Einfach oder gar linear ist an dieser Platte nichts, auch wenn natürlich Erinnerungen an die Grindpioniere aus Birmingham immer wieder aufflammen. Das Riff von „Hallmark Of Tyranny“ riecht beispielswiese nach Napalm Death, ebenso Verbeurens Drumming. Nach einer halben Minute dröselt sich der Track auf und mischt – gerade in Verbindung mit Logan Maders etatmäßig unterkühlter Präsentation – Death Metal und sogar etwas Industrial hinzu. Das plötzlich aufbrandende orchestrale Crescendo kommt dafür überraschend und ist ein Paradebeispiel für die gewollte Weirdness dieser Platte. In „Retrograde“ tauchen ähnlich harmonische Momente auf, bloß diesmal durch Harris‘ klaren Gesang angetrieben. Inmitten des eigentlichen Deathgrind-Chaos dieses Songs erhebt sich eine halbwegs eingängige und doch betont unbequeme Wand.
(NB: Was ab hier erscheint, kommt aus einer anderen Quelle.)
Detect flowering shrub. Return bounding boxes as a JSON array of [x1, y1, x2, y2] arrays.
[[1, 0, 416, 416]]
Während man wohl noch überlegt, wie man diese Eigenwilligkeit einordnen soll, ackern sich Brave The Cold bereits in das nächste Monstrum. „Upheaval“ ruft alles ab und zeigt vor allem, welch post-apokalyptischer Wahnsinn in Harris steckt; nicht nur das Quälen seiner Stimmbänder, sondern ebenso schneidende Gitarrenwände in Verbindung mit Verbeurens variantenreichem Drumming – und zum Ende hin wird es wieder melodisch bis infernal. Eine gewisse Unberechenbarkeit ist stets an Bord, die nächste Wendung scheint oftmals nur einen Drop entfernt. „Shallow Depth“ kultiviert dies, ohne komplett am Rad zu drehen. Furiose Attacken und martialischer Groove brennen sich ein. „Dead Feed“ – Grind-Sprint, Florida Death und sogar eine Prise Choral – bleibt ebenso hängen.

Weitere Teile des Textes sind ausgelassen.